Оставляя в стороне вопрос о том, как сам Ливий или его источник относились к данному рассказу (а отношение Ливия, очевидно, насмешливо-недоброжелательное, он явно не склонен верить всем этим разговорам), заметим следующее. Легенда должна была показать, что в лице Публия Корнелия Сципиона-сына миру явлен новый Александр, сын Юпитера, которому суждено свершить великие подвиги, завоевать вселенную, повергнуть ее к ногам Рима.

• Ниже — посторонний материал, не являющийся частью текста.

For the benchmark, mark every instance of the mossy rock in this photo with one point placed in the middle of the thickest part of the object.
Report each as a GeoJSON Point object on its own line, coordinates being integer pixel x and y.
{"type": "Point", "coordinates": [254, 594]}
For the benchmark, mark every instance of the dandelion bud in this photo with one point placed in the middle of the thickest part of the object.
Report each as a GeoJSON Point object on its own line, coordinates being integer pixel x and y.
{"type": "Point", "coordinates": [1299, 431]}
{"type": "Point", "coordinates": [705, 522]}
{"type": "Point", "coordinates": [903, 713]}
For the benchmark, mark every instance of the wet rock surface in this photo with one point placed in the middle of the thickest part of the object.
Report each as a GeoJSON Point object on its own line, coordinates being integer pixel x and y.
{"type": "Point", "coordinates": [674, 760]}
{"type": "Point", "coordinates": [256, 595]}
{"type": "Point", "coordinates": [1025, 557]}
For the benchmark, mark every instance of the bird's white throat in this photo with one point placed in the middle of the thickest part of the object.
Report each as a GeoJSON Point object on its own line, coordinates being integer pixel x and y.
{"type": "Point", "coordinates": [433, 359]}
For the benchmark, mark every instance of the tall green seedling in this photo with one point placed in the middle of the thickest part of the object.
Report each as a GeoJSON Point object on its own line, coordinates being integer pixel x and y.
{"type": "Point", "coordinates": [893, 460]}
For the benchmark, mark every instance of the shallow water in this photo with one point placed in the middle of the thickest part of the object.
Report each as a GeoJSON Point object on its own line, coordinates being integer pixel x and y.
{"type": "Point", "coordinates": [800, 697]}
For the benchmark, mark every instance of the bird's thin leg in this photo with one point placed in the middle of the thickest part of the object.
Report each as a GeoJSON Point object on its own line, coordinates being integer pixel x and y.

Как реагировал Ганнибал на назначение Сципиона командующим римскими войсками в Испании, источники не сообщают; судя по всему, он не придавал испанскому театру военных действий значения. По его мнению, все должны были решить будущие сражения на Апеннинах; появление на Пиренейском полуострове нового полководца, ничем пока себя не проявившего, никак не повлияло на действия Ганнибала.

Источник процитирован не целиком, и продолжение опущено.